The team never learned exactly how long it took the folks to die or, for that matter, how the hell the box of flesh ended up on the roof.

It's not a death cleaner's job to ask questions.


Crime-scene and trauma cleanup services have been around for a while, but the public has been slow on the uptake.

The business got its start in the mid-'80s, according to Dale Cillian, president of the American Bio-Recovery Association. Companies began dotting the nation in the '90s, and the last few years have seen explosive growth, although getting the word out hasn't been easy. The bereaved often don't realize the cost of cleanup can be covered by homeowners insurance or even the state's crime victims' assistance fund.

"Most people just think they've got no choice but to do it themselves," says Eric Thode, former chairman of the Fort Bend County Republican Party, who worked in the death-cleaning industry for several months after being laid off by Enron. "I can't even imagine, if you have just lost a son, a daughter, a husband, a wife, some sort of family member, that the next thing you have to do is go in there and clean it up."

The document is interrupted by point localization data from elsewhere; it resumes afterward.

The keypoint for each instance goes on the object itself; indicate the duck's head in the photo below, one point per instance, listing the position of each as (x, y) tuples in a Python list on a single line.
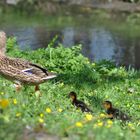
[(72, 95), (2, 42), (107, 105)]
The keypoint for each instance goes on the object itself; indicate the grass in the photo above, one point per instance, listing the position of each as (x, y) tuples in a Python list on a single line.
[(93, 82)]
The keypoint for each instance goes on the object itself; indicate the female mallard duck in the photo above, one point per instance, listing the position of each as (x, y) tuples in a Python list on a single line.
[(21, 71), (78, 103), (114, 112)]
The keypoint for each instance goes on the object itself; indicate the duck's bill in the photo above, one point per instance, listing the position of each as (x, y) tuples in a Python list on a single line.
[(50, 77)]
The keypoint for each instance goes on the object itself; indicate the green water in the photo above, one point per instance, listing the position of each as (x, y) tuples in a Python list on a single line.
[(104, 35)]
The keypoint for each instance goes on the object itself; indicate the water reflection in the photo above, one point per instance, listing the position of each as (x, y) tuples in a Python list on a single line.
[(98, 43)]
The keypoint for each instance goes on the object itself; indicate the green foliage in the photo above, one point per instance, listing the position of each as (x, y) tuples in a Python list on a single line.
[(98, 82)]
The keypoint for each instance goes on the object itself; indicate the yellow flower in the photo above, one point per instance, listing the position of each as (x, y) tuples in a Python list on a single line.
[(109, 122), (48, 110), (41, 120), (89, 117), (93, 64), (60, 110), (18, 114), (130, 124), (14, 101), (4, 103), (108, 126), (100, 124), (2, 93), (79, 124), (106, 97), (61, 84), (102, 115), (41, 115)]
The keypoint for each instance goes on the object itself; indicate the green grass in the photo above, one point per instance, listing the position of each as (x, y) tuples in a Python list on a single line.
[(93, 83)]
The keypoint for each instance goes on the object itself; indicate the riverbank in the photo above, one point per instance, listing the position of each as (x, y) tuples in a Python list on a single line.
[(26, 115)]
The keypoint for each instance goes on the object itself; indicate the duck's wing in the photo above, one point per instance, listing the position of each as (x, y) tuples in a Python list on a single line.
[(22, 70)]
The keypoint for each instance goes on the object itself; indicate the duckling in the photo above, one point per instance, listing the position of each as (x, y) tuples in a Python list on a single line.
[(78, 103), (114, 112)]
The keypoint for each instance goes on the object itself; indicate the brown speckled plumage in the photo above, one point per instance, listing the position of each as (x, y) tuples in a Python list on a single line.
[(16, 69)]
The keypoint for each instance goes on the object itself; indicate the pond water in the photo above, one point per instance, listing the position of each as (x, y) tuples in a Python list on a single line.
[(112, 41)]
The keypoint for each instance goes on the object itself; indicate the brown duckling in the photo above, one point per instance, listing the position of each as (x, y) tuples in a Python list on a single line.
[(78, 103), (114, 112)]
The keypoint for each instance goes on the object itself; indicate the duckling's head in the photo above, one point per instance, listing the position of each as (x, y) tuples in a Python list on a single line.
[(73, 95), (2, 42), (107, 105)]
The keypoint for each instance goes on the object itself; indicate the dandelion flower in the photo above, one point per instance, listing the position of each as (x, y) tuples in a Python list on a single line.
[(93, 64), (48, 110), (41, 115), (109, 122), (89, 117), (18, 114), (4, 103), (60, 110), (14, 101), (2, 93), (41, 120), (102, 115), (100, 124), (79, 124), (61, 84)]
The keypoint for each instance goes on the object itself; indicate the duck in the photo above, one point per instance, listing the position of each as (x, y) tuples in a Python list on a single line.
[(78, 103), (20, 71), (114, 113)]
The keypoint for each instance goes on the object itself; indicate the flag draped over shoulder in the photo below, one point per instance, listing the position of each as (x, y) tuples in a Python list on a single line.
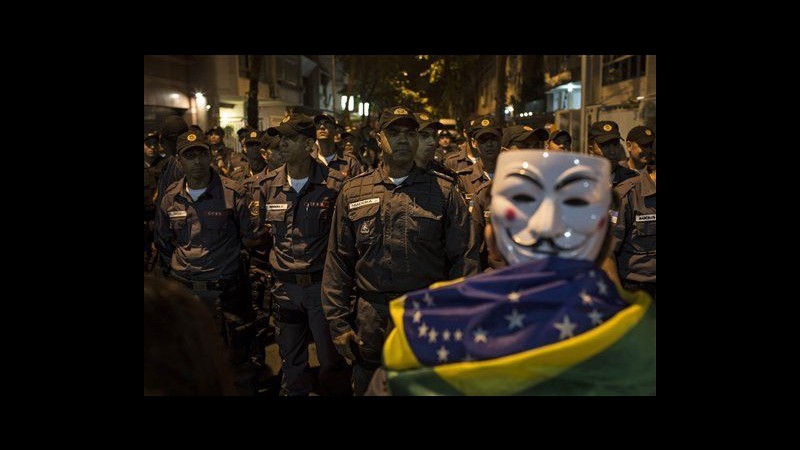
[(549, 327)]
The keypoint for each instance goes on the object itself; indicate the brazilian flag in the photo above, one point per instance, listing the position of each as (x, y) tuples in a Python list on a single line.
[(549, 327)]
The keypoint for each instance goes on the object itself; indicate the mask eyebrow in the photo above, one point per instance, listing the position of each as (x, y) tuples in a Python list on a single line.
[(574, 178), (527, 177)]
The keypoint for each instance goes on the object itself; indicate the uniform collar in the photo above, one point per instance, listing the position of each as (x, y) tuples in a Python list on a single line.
[(383, 172), (319, 172), (211, 189), (648, 186)]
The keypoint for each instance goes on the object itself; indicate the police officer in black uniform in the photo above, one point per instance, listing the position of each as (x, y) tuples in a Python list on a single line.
[(634, 225), (203, 222), (296, 202), (560, 140), (639, 144), (426, 150), (151, 158), (524, 136), (327, 152), (167, 170), (258, 264), (397, 228), (220, 154), (604, 140)]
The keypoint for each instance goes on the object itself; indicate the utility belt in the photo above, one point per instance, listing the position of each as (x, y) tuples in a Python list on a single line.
[(210, 285), (300, 279), (382, 298)]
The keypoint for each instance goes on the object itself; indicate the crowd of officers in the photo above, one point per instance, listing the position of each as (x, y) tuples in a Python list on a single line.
[(315, 228)]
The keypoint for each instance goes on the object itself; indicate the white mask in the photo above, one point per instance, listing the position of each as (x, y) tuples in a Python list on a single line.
[(550, 204)]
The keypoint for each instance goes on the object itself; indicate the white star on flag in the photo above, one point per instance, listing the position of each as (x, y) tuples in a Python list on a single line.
[(442, 354), (423, 330), (566, 328), (432, 336), (587, 299), (514, 319)]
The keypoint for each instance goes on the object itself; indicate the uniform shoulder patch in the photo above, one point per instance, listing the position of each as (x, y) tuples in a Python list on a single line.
[(624, 187), (442, 175), (232, 184)]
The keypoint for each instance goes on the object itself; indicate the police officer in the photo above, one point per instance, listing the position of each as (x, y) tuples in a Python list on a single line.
[(258, 265), (220, 154), (476, 179), (351, 145), (327, 153), (639, 144), (426, 150), (634, 233), (560, 140), (604, 140), (445, 146), (167, 170), (241, 133), (397, 228), (523, 136), (203, 221), (296, 202), (151, 158), (485, 136), (468, 155)]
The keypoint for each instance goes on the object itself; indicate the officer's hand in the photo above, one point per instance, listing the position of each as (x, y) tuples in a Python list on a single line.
[(342, 343)]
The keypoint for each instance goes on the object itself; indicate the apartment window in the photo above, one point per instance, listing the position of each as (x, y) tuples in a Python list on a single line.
[(618, 68), (288, 70)]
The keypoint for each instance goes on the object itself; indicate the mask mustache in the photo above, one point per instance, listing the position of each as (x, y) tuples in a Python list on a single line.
[(538, 243)]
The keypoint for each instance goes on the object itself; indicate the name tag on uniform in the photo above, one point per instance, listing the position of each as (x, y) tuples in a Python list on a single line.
[(366, 202)]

Thode handled mainly suicides, and one sticks out in his mind. A father led him into a house, pointed at a pool of blood and said, "This is my daughter." While Thode worked in the bedroom, he could hear the man yelling in another part of the house at no one. Eventually the man came back, hurried Thode along and locked the bedroom door behind them.

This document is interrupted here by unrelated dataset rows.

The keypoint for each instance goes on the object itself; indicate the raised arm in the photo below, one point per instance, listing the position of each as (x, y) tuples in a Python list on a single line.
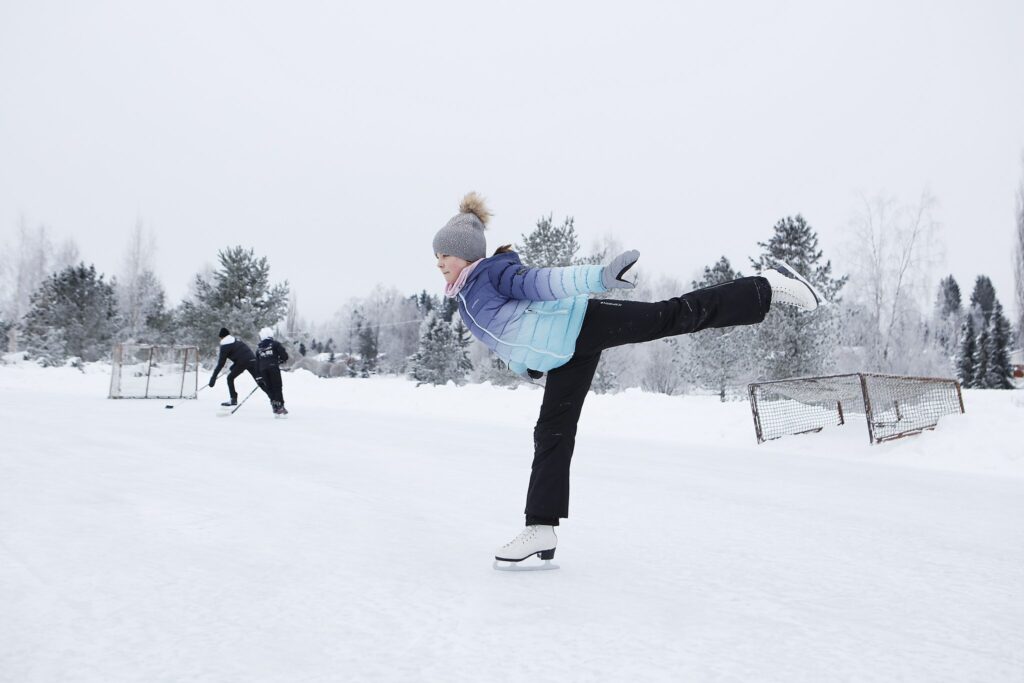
[(519, 282)]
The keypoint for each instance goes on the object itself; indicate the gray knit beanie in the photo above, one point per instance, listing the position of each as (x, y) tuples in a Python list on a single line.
[(463, 236)]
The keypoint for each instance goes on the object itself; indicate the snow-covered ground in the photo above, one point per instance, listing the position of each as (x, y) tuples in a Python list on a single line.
[(353, 541)]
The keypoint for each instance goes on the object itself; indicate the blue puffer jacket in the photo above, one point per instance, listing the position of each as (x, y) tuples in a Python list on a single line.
[(529, 317)]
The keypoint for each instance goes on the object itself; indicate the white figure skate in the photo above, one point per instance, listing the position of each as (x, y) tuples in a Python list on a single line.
[(791, 288), (537, 540)]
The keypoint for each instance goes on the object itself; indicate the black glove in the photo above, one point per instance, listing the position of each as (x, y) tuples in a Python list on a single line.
[(612, 273)]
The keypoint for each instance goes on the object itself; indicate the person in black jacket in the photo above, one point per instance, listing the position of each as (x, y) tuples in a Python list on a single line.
[(242, 358), (269, 355)]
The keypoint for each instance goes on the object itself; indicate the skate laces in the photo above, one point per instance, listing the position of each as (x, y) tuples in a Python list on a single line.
[(523, 536)]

"I realized then that he hadn't told his wife yet," says Thode. "He wanted it completely cleaned up before his wife came home."

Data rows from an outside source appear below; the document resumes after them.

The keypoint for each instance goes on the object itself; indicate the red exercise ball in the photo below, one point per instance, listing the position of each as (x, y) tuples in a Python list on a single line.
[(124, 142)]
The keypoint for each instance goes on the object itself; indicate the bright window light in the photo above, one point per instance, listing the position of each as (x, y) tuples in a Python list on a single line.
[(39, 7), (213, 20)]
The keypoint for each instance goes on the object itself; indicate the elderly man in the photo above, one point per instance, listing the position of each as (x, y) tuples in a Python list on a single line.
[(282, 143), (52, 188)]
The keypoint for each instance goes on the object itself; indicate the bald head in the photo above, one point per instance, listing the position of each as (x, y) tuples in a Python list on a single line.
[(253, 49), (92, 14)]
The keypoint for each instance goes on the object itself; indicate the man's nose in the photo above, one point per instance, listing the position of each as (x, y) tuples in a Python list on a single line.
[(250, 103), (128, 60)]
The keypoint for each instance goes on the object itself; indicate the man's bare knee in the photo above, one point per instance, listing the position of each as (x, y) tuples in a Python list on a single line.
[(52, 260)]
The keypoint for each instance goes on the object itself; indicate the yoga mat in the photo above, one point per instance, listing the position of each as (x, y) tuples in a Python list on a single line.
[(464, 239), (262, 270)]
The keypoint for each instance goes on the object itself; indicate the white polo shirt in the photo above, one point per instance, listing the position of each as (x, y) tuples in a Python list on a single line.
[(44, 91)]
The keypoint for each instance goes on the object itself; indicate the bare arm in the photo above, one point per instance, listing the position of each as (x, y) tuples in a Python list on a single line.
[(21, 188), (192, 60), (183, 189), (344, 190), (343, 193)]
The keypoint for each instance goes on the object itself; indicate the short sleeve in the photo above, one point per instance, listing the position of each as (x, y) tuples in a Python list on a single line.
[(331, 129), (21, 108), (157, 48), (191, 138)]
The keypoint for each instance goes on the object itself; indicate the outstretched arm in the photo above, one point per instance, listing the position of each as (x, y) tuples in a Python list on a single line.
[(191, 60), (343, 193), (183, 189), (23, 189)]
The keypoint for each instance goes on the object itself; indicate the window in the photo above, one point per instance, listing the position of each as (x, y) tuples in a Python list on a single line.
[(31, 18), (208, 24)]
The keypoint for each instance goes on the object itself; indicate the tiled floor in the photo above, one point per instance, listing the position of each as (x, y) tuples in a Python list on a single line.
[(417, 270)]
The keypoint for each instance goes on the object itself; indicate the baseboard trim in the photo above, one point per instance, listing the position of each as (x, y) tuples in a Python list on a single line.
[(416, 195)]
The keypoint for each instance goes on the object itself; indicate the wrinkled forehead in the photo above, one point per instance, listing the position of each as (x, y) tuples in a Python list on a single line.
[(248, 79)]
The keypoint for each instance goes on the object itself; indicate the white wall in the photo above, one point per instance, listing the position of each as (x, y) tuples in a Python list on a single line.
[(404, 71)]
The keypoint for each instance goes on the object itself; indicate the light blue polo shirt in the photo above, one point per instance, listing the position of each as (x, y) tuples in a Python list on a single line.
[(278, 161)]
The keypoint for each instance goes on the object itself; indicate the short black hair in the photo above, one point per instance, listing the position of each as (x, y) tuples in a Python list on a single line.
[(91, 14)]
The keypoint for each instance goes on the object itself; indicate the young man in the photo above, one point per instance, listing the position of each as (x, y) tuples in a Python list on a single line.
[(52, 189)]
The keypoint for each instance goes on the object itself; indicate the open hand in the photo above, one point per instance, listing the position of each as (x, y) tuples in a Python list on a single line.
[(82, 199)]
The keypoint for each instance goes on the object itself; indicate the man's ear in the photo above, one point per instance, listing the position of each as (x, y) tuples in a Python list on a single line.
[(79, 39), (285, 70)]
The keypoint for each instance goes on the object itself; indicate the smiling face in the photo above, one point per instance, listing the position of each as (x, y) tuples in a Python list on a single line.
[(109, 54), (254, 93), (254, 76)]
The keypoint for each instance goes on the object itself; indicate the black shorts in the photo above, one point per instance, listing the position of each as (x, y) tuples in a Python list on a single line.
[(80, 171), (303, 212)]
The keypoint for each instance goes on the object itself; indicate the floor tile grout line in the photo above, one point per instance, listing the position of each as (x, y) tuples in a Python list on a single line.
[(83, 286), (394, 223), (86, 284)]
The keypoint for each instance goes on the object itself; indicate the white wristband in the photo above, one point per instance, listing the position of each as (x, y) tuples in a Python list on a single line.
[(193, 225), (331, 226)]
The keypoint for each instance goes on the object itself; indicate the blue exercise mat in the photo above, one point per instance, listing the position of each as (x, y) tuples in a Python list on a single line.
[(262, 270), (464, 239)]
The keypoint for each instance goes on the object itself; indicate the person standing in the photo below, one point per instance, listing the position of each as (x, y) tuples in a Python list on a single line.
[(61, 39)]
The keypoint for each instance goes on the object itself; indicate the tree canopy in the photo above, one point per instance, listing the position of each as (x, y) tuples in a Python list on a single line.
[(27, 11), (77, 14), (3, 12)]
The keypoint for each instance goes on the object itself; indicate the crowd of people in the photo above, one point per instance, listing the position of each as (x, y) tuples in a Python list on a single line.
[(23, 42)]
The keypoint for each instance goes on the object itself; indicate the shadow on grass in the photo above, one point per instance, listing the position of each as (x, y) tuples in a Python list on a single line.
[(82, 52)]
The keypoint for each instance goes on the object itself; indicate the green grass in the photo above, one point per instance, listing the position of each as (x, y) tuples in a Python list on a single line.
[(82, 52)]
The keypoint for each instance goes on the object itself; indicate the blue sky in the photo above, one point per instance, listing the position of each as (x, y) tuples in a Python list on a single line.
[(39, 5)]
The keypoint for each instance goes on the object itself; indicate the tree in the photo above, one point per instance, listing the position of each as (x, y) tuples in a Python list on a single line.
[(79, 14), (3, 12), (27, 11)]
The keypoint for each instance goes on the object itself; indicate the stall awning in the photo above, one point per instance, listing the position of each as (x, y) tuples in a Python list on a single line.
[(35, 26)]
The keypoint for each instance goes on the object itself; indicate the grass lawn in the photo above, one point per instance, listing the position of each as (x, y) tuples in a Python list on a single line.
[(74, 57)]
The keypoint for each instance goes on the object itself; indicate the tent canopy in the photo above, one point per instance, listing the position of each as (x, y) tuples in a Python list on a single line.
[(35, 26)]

Another suicide he did got reclassified as a homicide, he says. Thode cleaned up after Dan R. Leach, a.k.a. The Passion of the Christ Killer, who hung his pregnant girlfriend to make it look like suicide (a trick he learned from CSI) only to confess two months later (after watching the Jesus movie).

What got Thode were the decomposition jobs, the thought that sometimes it takes weeks for neighbors to realize someone has passed. "The mail was overflowing; the mailman never thought anything weird," he says. "The newspaper person who delivered paper after paper -- you kind of realize sometimes how disconnected people can be."

The rate of human decomposition varies according to the environment, but the Houston heat definitely helps speed things along. You body is full of millions of micro-organisms that live on after death, and it doesn't take long for the little fellas to go after your intestines. Around the same time, your dead cells begin releasing digestive enzymes and the body starts eating itself. Then come the maggots.

Every local cleaner has horror stories, but perhaps no one more than David McGahan, a registered nurse who's been in the biz since 1993. McGahan got his start when his friend's sister "was robbed, raped and bludgeoned to death," he says. "It was true baptism by fire."

McGahan has a blond flattop and a measured manner. He runs Special Needs Cleaning Service with his mother, Marilyn Johnson, who does the books and occasionally suits up.

"All these people, boy, they'll read these old murder mysteries and watch these homicide shows and just carry on; you can't even get them to go to a funeral home and look at a dead body," says Johnson. "There's just nothing pretty about death."

And nothing too private, either, or at least that seems to be the reasoning behind the family's Web site. There's a link for photos, but when you click you're told, "We would not allow any photos to be shown if this were to happen to one of our family members or friend. Therefore, we elect to show our clientele the same respect."

In other words, "You should be ashamed of yourself for wanting to see pictures of other people's misery, you macabre bastard."

Johnson didn't feel right about letting the Houston Press on a job site, but McGahan did sit down over lunch to talk about his experiences.

"I have a good reputation," he says. "I've been around a while. So at this point I suppose I'm doing something right."